Silakan diperhatikan redaksinya, pada saat menyebut Nabi dalam shalat kita diharuskan memakai kata ganti كَ atau kata ganti orang kedua atau dlamir mukhatab, yang berarti kamu atau anda. Kita tidak menyebut nabi dengan dlamir ghaib هُ atau dia, atau beliau. Kita menyebut Nabi dengan engkau. Ini artinya bahwa pada saat kita berdoa seakan-akan Nabi Muhammad SAW hadir di hadapan kita.
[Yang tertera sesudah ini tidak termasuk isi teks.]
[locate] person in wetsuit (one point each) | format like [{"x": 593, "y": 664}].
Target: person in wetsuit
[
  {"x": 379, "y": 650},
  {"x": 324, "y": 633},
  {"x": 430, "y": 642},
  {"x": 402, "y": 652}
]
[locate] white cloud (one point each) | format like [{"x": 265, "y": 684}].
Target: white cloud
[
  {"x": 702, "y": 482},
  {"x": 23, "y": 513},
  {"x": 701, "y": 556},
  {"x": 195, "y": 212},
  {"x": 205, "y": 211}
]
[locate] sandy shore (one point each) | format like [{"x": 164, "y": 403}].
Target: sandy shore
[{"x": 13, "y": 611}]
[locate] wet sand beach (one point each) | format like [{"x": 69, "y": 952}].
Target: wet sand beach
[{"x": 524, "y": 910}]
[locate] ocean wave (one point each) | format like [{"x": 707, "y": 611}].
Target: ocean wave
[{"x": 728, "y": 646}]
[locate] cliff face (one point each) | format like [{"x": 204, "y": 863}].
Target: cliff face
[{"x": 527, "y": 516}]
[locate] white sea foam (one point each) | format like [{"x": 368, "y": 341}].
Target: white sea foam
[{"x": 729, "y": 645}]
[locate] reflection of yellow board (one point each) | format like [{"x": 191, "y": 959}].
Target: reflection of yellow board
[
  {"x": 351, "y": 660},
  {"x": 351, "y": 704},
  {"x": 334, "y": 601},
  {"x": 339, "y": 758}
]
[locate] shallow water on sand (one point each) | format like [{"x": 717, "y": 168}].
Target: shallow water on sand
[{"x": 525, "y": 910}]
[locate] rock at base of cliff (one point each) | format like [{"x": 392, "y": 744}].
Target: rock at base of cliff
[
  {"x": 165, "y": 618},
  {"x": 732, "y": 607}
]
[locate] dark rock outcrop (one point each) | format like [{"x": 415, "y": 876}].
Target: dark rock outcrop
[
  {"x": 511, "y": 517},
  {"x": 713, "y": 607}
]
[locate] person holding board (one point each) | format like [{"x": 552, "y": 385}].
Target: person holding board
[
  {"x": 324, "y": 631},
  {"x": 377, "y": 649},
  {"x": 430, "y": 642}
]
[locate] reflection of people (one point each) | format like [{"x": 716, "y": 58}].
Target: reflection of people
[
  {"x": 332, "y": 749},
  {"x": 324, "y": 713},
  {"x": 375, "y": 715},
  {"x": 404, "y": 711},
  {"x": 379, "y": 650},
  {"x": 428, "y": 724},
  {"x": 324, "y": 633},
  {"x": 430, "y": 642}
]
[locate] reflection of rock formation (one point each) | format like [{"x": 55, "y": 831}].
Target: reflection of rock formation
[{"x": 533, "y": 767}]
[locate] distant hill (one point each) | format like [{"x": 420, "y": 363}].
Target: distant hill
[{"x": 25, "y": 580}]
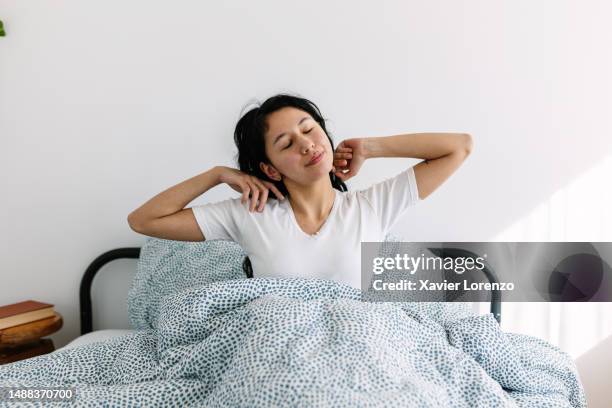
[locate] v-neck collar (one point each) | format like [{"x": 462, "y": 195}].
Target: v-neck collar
[{"x": 325, "y": 224}]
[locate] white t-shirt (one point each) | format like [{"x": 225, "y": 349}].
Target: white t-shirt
[{"x": 278, "y": 247}]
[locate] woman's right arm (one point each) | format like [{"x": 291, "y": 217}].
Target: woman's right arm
[{"x": 165, "y": 216}]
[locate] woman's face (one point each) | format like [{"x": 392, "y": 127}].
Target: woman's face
[{"x": 292, "y": 139}]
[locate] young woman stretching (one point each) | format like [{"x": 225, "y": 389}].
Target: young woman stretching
[{"x": 295, "y": 217}]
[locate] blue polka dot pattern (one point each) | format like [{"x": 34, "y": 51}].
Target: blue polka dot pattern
[{"x": 211, "y": 341}]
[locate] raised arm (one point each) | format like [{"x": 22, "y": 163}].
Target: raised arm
[
  {"x": 165, "y": 216},
  {"x": 442, "y": 154}
]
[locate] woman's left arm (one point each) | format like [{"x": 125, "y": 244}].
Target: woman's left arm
[{"x": 442, "y": 154}]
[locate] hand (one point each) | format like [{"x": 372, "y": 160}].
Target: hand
[
  {"x": 249, "y": 186},
  {"x": 349, "y": 156}
]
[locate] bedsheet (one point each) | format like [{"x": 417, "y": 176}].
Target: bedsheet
[{"x": 307, "y": 342}]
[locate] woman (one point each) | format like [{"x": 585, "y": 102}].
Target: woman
[{"x": 295, "y": 217}]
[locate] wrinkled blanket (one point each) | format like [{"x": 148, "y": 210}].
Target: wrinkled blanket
[{"x": 271, "y": 342}]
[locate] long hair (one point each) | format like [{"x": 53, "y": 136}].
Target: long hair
[{"x": 249, "y": 138}]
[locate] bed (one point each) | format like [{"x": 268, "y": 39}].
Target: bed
[{"x": 205, "y": 335}]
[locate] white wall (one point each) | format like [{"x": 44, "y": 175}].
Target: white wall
[{"x": 105, "y": 104}]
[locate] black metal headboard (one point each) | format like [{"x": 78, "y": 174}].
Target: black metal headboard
[
  {"x": 88, "y": 276},
  {"x": 134, "y": 253}
]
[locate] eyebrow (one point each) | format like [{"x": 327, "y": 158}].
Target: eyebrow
[{"x": 283, "y": 134}]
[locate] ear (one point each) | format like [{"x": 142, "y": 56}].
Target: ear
[{"x": 270, "y": 171}]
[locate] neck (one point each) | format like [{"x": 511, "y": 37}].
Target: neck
[{"x": 314, "y": 201}]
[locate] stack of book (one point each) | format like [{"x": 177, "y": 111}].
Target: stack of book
[{"x": 24, "y": 312}]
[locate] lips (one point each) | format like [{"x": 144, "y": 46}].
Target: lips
[{"x": 315, "y": 159}]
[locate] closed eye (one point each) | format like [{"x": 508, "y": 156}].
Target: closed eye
[{"x": 290, "y": 143}]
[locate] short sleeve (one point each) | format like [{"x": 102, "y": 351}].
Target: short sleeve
[
  {"x": 220, "y": 220},
  {"x": 391, "y": 197}
]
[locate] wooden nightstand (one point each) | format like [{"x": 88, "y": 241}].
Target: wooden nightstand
[{"x": 24, "y": 341}]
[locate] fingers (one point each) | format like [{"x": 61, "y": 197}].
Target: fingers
[
  {"x": 254, "y": 195},
  {"x": 260, "y": 190},
  {"x": 275, "y": 190},
  {"x": 245, "y": 192}
]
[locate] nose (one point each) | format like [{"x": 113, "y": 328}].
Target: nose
[{"x": 307, "y": 144}]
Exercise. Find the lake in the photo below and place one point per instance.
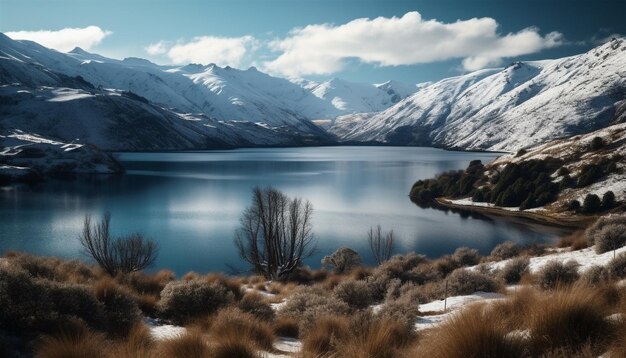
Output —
(190, 202)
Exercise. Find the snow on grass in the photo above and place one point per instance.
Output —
(586, 258)
(161, 332)
(68, 94)
(453, 303)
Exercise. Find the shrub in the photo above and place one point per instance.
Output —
(605, 232)
(595, 275)
(473, 332)
(617, 266)
(465, 282)
(77, 342)
(254, 303)
(592, 204)
(609, 238)
(232, 322)
(309, 303)
(355, 293)
(117, 255)
(505, 250)
(120, 308)
(573, 205)
(596, 143)
(556, 273)
(185, 300)
(373, 337)
(320, 341)
(568, 318)
(190, 344)
(465, 256)
(342, 260)
(286, 327)
(405, 308)
(514, 270)
(608, 200)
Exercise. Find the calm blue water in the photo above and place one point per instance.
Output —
(190, 202)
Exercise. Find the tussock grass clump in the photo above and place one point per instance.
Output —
(192, 344)
(568, 318)
(322, 338)
(309, 303)
(372, 337)
(465, 282)
(72, 341)
(596, 275)
(464, 256)
(138, 344)
(514, 270)
(596, 232)
(255, 304)
(472, 332)
(182, 301)
(31, 305)
(120, 308)
(617, 266)
(505, 250)
(286, 327)
(354, 293)
(232, 322)
(556, 273)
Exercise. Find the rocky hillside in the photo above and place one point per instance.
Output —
(524, 104)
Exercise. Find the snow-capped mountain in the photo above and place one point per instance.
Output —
(523, 104)
(137, 105)
(349, 97)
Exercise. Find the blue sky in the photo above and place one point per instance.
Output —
(359, 40)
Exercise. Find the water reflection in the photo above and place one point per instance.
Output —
(190, 202)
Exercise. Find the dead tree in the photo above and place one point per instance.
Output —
(119, 255)
(275, 233)
(380, 245)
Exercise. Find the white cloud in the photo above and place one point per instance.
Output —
(65, 39)
(324, 48)
(158, 48)
(207, 49)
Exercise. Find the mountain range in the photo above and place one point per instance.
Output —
(134, 104)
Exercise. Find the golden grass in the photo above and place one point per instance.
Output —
(321, 339)
(473, 332)
(286, 327)
(230, 322)
(570, 317)
(192, 344)
(373, 338)
(72, 342)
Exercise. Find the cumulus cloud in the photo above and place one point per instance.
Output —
(158, 48)
(324, 48)
(65, 39)
(207, 49)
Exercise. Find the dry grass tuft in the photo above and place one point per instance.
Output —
(286, 327)
(322, 338)
(232, 322)
(570, 317)
(473, 332)
(192, 344)
(75, 342)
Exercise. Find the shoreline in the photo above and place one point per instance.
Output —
(571, 222)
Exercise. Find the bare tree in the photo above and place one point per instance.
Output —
(275, 234)
(120, 255)
(380, 245)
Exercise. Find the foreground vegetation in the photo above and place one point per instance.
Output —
(56, 308)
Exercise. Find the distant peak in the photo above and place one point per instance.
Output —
(79, 51)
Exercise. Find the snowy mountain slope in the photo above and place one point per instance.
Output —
(506, 109)
(349, 97)
(28, 157)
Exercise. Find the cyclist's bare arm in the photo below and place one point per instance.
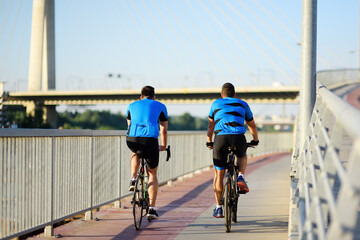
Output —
(163, 135)
(210, 131)
(252, 127)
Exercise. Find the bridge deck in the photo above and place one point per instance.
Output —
(185, 210)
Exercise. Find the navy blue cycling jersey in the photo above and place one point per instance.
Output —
(144, 116)
(229, 115)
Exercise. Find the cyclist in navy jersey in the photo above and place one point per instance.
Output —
(147, 119)
(226, 119)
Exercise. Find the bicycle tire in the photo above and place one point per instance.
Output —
(235, 197)
(138, 199)
(227, 204)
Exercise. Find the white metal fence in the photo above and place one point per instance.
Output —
(49, 175)
(325, 194)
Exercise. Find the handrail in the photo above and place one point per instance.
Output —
(49, 175)
(325, 196)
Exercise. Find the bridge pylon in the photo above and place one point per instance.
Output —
(42, 55)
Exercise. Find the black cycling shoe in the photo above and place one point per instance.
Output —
(152, 214)
(132, 185)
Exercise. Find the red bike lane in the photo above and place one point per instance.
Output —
(178, 206)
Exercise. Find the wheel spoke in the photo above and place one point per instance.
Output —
(138, 199)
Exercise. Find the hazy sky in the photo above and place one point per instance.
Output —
(182, 44)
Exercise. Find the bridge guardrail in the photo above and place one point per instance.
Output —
(325, 198)
(49, 175)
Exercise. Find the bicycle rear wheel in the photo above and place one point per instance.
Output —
(227, 204)
(235, 198)
(138, 199)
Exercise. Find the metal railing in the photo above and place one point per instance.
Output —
(325, 197)
(338, 78)
(47, 176)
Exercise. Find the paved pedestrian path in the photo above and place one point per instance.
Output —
(185, 209)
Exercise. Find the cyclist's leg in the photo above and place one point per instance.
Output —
(134, 165)
(152, 161)
(241, 146)
(239, 141)
(242, 164)
(134, 145)
(152, 186)
(219, 159)
(218, 185)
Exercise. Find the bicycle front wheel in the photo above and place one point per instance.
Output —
(227, 204)
(138, 199)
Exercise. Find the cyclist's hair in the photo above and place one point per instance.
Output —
(148, 92)
(228, 90)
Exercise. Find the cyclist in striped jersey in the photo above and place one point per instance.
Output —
(226, 119)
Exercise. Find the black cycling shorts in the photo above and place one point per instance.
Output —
(149, 148)
(222, 142)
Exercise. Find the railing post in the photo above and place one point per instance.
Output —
(308, 65)
(88, 214)
(49, 230)
(117, 203)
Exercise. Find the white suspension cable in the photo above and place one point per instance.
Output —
(249, 39)
(290, 32)
(287, 60)
(196, 41)
(267, 26)
(213, 47)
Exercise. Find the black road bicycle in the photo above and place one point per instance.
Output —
(140, 200)
(231, 192)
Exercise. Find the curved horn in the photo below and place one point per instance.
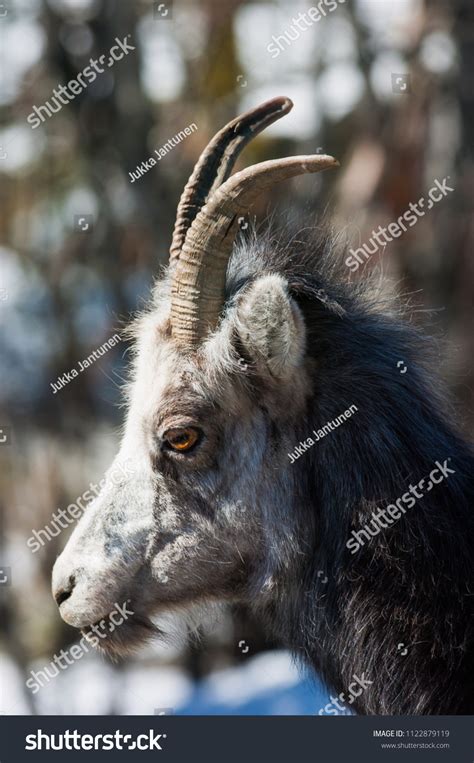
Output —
(198, 286)
(216, 162)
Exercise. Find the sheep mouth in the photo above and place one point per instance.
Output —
(120, 640)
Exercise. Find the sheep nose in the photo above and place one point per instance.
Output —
(64, 590)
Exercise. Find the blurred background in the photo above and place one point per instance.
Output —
(385, 86)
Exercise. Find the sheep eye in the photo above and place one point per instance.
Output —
(181, 440)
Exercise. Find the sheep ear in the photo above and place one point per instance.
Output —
(271, 326)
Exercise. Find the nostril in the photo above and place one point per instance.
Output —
(64, 593)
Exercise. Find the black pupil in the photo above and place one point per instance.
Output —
(181, 439)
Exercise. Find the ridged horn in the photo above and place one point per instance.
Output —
(198, 286)
(217, 160)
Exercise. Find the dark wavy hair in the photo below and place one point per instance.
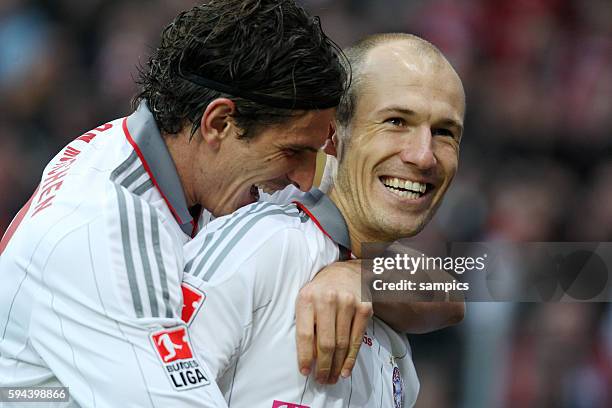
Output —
(270, 57)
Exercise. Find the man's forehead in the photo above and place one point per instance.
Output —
(412, 80)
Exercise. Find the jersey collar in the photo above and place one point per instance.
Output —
(142, 133)
(324, 213)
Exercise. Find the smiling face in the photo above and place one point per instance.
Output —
(403, 148)
(277, 156)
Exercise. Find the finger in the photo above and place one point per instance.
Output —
(344, 319)
(305, 335)
(325, 321)
(360, 323)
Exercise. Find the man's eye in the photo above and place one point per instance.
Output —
(290, 152)
(442, 132)
(396, 121)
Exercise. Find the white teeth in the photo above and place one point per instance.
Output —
(403, 193)
(413, 186)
Kita bisa menyimpulkan bahwa doa yang dipanjatkan kepada Allah SWT dalam tahiyat akhir itu tidak akan diterima tanpa menyebut Nama Muhammad SAW, tanpa menghadirkan beliau.

Maka pada setiap doa, setelah kita berucap ”Alhamdulillah” segala puji bagi Allah, kita teruskan dengan membaca berbagai shalawat. Baru setelah itu kita sampai pada inti dari doa kita. Ini artinya saat berdoa, saat menyembah Allah harus ada makhluk Allah bernama Muhammad SAW. Kita membutuhkan Nabi Muhammad SAW saat berdoa kehadirat Allah SWT.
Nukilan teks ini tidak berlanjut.